★★★★☆
Post Malone delivers his most guitar-oriented album to-date with Austin – a record that sees him toy between his previous hedonistic ways and maturity.For an album with a title that drops the veneer of an artistic moniker, Austin lives up to what you might assume. It sees Austin Post, aka Post Malone, drop the heady highs of clout-chasing and the rockstar life he’d previously assumed, for a pared-back, more serene approach. Just as you see him lounging poolside on the album’s cover, he comes across relaxed, assured. This isn’t the left-field album of his that some had predicted (a country album was even being whispered by some), but he does offer some deviation, whilst basking in the confidence accrued from his four prior LPs. Opener ‘Don’t Understand’, for instance, is about as bare as we’ve ever heard Postie: just him and his trusty ol’ guitar, opening with his claim to being “a rolling stone” – a phrase that bears huge significance to the singer-songwriter canon, harking back to Bob Dylan.

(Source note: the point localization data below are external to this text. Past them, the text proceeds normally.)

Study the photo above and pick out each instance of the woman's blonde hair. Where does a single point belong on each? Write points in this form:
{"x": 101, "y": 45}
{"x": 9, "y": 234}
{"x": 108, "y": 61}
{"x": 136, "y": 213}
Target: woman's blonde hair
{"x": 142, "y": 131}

Post Malone ultras might glean something of a full-circle moment here, with this opening confession reflecting the similar sentiment of his debut August 26th mixtape opener, ‘Never Understand’; only here, Postie’s all grown-up, and rather than the inebriated thrills of being young (“We got molly and we got Xans / And we got drank and we got plants,” he boasted in 2016), his fears are that of someone wrangling with self-doubt in a serious relationship (“I don’t understand why you like me so much / ‘Cause I don’t like myself”).
Part of the sense of maturity and reflection on this record stems from the fact this is the first Post Malone album since the 28-year-old became a father. In an interview with Zane Lowe, the artist opened-up about the common effect of having a kid and slowing down – something that would be more dramatic for someone with the party boy reputation of Postie.
Second track ‘Something Real’ feels like it delves into this most, as he offloads – in a voice that sounds like a pained The Weeknd – about the search for genuine fulfilment after hedonism, when “the gear’s too high, this is overload / And no matter what car is sittin’ outside, it’s a lonely road.”
A similar sense of grandiose contemplation figures on ‘Landmine’, a track uplifted by a full choir backing that Post Malone has previously explained was inspired by Gorillaz. Here, too, Post seems to be toying between his old ways and maturity (“all my friends / Invite ‘em in / Light my cigarette / And hope someone’s watchin’”) and this relation between adulthood and indulgence through the prism of addiction versus self-restraint is a key theme of the album.